«Здесь шахт копры, породы глыбы, конвоя палец – на курке… А вы ноктюрн сыграть смогли бы в утробе штрека на кирке?» Невооружённым глазом видна истинная поэтичность этих строчек. Но многие ли ответят, кто их автор (особенно сегодня)? Увы! Да, поэт, если применить метафору обожаемого им Маяковского, и сам, как я понял, не очень-то верил, что когда-нибудь обнаружатся «железки строк», ему принадлежащие. Им, как поэтом, заброшенным в казахстанские дебри, мало кто интересовался: «Пишу я стихи. От стихов – ни мышиного писка: застыли, тихи, только в копиях машинописных». Уже поседевший и «придавленный всякими болячками», он прислал мне горестные, угловатые строки, резанувшие по сердцу не одного меня безысходным предощущением: «Никого не кляну, покаяний не жду. Неприкаянный, окаянный, я пишу это всё в девяностом году, неопознанный нуль безымянный». Он ничуть не ошибался в том, что никто перед ним и не собирался каяться, но был совершенно несправедлив в оценке своего литературного дарования и всего созданного им в поэзии и в прозе. Помню, как я читал и Александру Межирову, и Владимиру Соколову его стихотворение «Перед боем», датированное маем 1942 года и возникшее на Северо-Западном фронте, с такой концовкой: «Я присяги своей не нарушу. И не буду растяпой в бою. Ты поверь, старшина: я не струшу! Только я перед боем не пью». Их оценка была очень высокой. «Чьё это?» – спросили они. И я ответил:
– Юрия Грунина.
Он прислал мне из Джезказгана небольшую свою книгу «Спина земли», изданную крохотным тиражом в Астане (1999. Алем). На последней странице бумажной обложки книги – его портрет. Взгляд исподлобья, твёрдый, исполненный мудрости и неиссякаемой, вечной печали, углублённый в себя, не столько в будущее, сколько в своё прошлое, сравнимое во многом с кругами ада; его крутой лоб пересекает не морщина, а колючая проволока. В книге на титульном листе – автограф, где, кроме комплиментарных слов, воспроизводить которые нет никакого смысла, было сказано: «…моему дорогому „джезказганскому земляку“ с бесконечной симпатией. Юрий Грунин». Чтобы повести речь о Юрии Васильевиче, чей облик и чьё творчество просто потрясли меня, нужно ответить на вопрос: почему «джезказганскому земляку»? Для этого вернусь в июль 1941 года.

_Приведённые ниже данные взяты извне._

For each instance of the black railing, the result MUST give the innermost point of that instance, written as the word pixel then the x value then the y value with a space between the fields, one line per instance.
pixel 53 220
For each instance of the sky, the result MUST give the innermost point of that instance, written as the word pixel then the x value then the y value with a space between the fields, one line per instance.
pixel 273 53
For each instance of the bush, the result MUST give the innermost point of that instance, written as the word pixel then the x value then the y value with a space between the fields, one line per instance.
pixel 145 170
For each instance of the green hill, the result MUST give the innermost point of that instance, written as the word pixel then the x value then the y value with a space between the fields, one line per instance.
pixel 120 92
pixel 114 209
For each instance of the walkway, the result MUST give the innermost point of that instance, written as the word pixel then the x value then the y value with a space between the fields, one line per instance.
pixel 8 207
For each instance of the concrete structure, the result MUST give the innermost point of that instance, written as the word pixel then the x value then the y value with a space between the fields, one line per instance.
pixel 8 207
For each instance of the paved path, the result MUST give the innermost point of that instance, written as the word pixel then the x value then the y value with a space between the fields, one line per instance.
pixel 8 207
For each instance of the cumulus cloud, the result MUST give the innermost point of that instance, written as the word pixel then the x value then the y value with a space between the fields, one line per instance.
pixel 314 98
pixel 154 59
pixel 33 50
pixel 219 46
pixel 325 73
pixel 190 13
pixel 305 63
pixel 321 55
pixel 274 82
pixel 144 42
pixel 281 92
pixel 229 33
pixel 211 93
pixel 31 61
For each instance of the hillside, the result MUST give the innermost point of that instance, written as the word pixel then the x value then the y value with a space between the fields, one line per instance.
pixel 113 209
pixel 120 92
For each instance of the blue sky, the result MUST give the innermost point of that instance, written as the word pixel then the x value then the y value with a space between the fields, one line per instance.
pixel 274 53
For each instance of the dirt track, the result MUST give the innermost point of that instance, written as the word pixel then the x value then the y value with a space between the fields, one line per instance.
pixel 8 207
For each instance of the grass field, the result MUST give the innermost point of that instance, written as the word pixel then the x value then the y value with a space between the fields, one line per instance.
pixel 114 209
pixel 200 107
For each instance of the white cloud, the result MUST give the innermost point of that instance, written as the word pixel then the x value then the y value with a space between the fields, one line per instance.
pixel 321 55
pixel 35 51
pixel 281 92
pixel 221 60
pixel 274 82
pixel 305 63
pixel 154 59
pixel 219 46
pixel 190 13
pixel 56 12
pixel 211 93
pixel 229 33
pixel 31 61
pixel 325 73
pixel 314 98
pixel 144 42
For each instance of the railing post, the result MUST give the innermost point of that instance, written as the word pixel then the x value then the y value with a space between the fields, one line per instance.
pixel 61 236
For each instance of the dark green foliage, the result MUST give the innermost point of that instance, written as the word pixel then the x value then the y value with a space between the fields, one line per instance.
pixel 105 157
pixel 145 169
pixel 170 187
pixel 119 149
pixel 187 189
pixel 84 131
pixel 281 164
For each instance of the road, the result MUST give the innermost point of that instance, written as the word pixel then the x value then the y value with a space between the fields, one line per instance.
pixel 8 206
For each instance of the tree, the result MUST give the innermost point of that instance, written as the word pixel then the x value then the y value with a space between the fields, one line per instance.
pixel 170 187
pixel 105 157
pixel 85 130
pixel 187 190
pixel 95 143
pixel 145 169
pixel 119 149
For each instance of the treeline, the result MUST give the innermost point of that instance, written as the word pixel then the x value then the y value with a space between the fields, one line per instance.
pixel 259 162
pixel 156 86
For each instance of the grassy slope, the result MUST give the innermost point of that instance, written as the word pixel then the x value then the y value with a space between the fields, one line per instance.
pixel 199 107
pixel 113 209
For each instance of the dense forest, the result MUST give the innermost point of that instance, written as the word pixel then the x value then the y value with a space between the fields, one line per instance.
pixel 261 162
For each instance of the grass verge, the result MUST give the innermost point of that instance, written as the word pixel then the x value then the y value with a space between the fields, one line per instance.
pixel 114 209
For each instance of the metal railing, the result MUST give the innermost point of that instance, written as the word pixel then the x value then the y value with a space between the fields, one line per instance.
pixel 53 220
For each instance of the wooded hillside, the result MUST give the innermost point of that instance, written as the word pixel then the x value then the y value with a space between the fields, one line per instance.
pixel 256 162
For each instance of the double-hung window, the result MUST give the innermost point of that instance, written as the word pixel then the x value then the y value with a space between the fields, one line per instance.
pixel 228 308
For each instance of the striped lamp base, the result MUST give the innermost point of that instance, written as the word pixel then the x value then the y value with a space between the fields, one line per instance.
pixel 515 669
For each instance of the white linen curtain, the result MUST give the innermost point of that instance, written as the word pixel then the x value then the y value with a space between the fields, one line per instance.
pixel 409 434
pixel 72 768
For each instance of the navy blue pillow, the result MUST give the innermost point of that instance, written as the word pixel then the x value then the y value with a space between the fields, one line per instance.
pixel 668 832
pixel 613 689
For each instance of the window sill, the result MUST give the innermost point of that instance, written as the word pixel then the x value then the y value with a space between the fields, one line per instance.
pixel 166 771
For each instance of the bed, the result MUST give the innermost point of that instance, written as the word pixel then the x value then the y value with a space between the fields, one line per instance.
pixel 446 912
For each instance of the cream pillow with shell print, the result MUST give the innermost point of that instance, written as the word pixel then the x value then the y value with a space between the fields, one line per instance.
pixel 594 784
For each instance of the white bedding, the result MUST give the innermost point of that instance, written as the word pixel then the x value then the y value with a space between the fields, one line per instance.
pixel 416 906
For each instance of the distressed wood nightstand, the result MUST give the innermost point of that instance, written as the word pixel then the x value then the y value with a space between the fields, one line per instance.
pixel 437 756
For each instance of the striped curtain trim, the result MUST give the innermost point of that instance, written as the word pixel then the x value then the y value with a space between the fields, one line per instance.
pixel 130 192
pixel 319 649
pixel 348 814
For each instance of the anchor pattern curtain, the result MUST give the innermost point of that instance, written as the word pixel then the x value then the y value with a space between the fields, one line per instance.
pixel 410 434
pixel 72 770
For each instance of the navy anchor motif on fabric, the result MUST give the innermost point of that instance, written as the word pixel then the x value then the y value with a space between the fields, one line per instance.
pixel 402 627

И начну я, пожалуй, с того дня, когда за мной в школу, во дворе которой уже было выкопано бомбоубежище, весело обживавшееся на переменках ребятнёй, чуть ли не прибежал мой отец, совсем не по-обычному растерянный и бледный. Он – неслыханное дело – вошёл прямо в класс в своей железнодорожной фуражке, даже не поздоровался с учительницей и велел мне:
– Давай собирайся. Побыстрее.
Он, не переставая, отирал рукавом пот с лица.
Мы жили тогда в Артёмовске (местные жители, особенно пожилые, называли его по-старому, по-дореволюционному – Бахмут), на Ворошиловской, почти сплошь одноэтажной, пыльной и начисто лишённой садов и скверов в отличие от большинства других улиц. От школы к нам – пять минут ходу, не больше. Отец, пока мы шли, сказал, что, как стало ему сегодня известно, наши родичи в Харькове погибли во время бомбёжки, и вообще там множество людей погибло. Я ездил к этим родичам в прошлом году на три дня; они работали на окраинном ХТЗ (тракторном заводе), искренне удивлялись моей наивной местечковости, часто, к моему удовольствию, катали меня на «своём» трамвае (кстати, трамвайные трёхкопеечные билетики я хранил как редкость в альбоме для марок).
С первого дня войны мы, не сговариваясь, выходили во двор в сумерках и, бывало, вслушивались, как немецкие самолёты, гудя в ночи, не спеша, будто куражась, двигались в сторону Никитовки и Горловки, где было очень много шахт и заводов, и вслед за тем на горизонте в темени вспыхивало в разных местах зловещее, пугающее пламя. Эхо взрывов к нам не доносилось.